Vertreter versuchten einem heutzutage echt den letzten Dreck anzudrehen.
Früher hatten sie einem wenigstens halbwegs nützliche Dinge, wie Waschmittel oder Seife zu verkaufen versucht. Aber heute…
Schon wenn er den Fernseher anmachte, musste er die kläglichen Versuche irgendwelcher unterbezahlter Idioten über sich ergehen lassen, ihm automatische Hemdenbügler, Modeschmuck, Toilettenpapier, sparsamere Autos, verchromte Stereoanlagen, sprachgesteuerte Computer oder sonstigen wert- und nutzlosen Dreck anzudrehen. Aber diese ekelhaften Maden waren doch wirklich der Gipfel der Nutzlosigkeit!
Wer hatte es denn nötig, widerliche, sich windende Insekten in seinen Kühlschrank zu lassen um „mikrofeine Abfälle“ zu vernichten?!
Donald schüttelte angeekelt den Kopf.
Dann ging er zu seinem Kühlschrank und nahm die Milch heraus.
Als er genau in den Schrank sah, fiel ihm eine feine Staubschicht auf, die den Boden der Kammer bedeckte…
Werner Strunk hörte die Türklingel erst beim vierten Mal.
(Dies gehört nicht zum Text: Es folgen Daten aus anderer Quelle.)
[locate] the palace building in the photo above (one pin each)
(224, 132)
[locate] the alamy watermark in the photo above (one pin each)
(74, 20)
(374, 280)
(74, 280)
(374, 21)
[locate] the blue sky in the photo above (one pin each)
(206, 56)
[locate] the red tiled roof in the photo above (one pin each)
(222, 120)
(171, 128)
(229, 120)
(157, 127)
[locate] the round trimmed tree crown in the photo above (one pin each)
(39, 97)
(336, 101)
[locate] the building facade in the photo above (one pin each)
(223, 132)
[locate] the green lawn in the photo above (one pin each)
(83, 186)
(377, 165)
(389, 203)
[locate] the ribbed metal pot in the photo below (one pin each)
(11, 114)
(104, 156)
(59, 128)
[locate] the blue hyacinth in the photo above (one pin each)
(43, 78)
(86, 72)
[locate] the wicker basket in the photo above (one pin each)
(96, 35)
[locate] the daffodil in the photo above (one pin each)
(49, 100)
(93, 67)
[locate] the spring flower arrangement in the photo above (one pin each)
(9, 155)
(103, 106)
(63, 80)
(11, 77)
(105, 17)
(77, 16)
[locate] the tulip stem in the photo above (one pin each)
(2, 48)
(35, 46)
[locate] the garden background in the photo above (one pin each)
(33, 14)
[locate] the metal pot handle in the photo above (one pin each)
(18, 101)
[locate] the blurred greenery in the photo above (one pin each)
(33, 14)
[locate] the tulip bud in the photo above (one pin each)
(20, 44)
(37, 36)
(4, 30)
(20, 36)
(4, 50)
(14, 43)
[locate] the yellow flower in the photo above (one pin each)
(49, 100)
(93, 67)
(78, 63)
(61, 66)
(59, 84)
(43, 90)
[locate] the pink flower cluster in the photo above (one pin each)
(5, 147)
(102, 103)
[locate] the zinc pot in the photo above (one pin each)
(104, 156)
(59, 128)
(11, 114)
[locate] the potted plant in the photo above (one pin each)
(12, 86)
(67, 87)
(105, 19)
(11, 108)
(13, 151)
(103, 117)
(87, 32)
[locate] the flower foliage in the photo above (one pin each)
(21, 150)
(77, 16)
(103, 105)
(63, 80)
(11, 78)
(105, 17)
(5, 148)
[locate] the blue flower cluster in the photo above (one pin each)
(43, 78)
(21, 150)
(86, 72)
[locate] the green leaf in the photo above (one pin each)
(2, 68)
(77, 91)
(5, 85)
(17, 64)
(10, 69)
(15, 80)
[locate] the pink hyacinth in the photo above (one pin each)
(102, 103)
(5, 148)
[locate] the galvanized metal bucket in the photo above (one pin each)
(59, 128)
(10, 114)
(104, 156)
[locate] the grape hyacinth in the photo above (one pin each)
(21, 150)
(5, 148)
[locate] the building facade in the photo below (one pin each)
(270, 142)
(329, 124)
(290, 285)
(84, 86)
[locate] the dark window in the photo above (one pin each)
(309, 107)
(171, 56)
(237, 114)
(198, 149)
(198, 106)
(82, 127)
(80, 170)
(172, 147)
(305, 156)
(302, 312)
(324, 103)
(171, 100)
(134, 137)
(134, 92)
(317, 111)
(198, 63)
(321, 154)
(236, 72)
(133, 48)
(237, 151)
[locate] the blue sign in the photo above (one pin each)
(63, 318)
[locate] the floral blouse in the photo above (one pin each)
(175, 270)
Er hatte gerade in seinem abgenutzten Lieblingssessel vor sich hin gedöst.
Das machte neuerdings er am liebsten.
Vor ein paar Wochen hatte er versucht, die digitale Uhr seines Videorecorders umzustellen. Stundenlang hatte er die Anleitung hin und her gedreht, verzweifelt seine Brille gesucht, sie dann auf seiner Nase gefunden und feststellen müssen, dass die Anleitung auf Japanisch geschrieben war.
Dieser neumodische Kram war die reinste Hölle. Seine Enkel, die hatten Spaß an so was und hätte den Recorder sicher in weniger als 20 Sekunden wieder in Ordnung gebracht. Aber sie kamen auch nur noch vorbei, um Lob und vor allem Geld für ihre Zeugnisse oder die Kommunion einzusacken oder einfach zu schnorren.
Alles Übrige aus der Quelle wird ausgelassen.